Here’s what actually matters:
- You can’t skip stages. Jumping ahead wastes time and money.
- After PMF, your focus shifts from proving the product to proving the growth engine.
- Early sales hires shouldn’t define your playbook—they should run it. Bring them in too early, and they’ll stall you.
- Founders need to lead the early sales motion. Bring in a “pathfinder” rep only once you’ve started seeing a pattern.
- Cash burn should stay low until you’re certain the process works. Then (and only then) is it time to scale.
Remember: your valuation climbs as you de-risk each stage—not just when you raise your burn rate.
Where Founders Slip Up
I’ve seen the same mistakes play out again and again:
- Building too much before talking to real buyers.
- Hiring sales teams before proving the product actually sells.
- Scaling prematurely—chasing “growth” without repeatability.
- Ignoring churn while pushing new acquisition.
- Forgetting unit economics (LTV:CAC, payback period).
Each one of these errors bleeds cash and time.
A Founder’s Roadmap to Predictable Growth
Think of this less as a checklist and more as a natural progression:
- Talk to real buyers.

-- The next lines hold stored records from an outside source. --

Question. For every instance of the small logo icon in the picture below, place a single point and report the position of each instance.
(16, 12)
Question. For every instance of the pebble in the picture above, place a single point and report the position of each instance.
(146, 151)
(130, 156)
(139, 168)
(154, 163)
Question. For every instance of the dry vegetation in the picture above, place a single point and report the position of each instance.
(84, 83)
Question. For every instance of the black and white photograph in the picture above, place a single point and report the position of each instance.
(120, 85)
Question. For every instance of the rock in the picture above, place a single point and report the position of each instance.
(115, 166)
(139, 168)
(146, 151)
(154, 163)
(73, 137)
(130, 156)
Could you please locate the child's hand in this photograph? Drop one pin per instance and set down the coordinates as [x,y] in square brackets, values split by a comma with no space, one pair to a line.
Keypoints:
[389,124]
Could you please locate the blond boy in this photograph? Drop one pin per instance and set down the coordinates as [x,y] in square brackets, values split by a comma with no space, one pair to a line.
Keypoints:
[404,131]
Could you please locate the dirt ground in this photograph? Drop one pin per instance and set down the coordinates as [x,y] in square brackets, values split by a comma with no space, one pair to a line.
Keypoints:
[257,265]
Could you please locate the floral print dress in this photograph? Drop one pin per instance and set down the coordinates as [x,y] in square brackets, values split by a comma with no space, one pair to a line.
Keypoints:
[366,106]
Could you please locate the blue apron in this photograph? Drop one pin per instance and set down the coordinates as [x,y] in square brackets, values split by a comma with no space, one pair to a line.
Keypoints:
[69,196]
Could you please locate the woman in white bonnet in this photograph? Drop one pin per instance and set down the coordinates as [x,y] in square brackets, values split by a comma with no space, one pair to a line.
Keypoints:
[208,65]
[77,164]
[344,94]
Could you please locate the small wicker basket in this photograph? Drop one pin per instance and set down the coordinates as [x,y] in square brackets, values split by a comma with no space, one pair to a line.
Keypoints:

Validate your assumptions.
- Refine your product based on what they tell you.
- Take the first sales calls yourself—this is how you hear the objections firsthand.
- Start noticing patterns in what works and what doesn’t.
- Once you’ve cracked some messaging that lands, bring in 1–2 reps. See if they can repeat it. Watch carefully.
- Track the numbers—revenue consistency, churn, profitability. That’s how you know you’re not just lucky.
- When it stops being a fluke and starts looking like a machine, then scale. Hire, spend, push growth.
The Bottom Line
Product/Market Fit is the starting line, not the finish.
Until you’ve proven a repeatable sales process, your job as a founder is simple: keep cash burn low, stay close to customers, and resist the urge to hit the gas.
Once you’ve nailed it, scaling won’t just feel easier—it will actually be sustainable.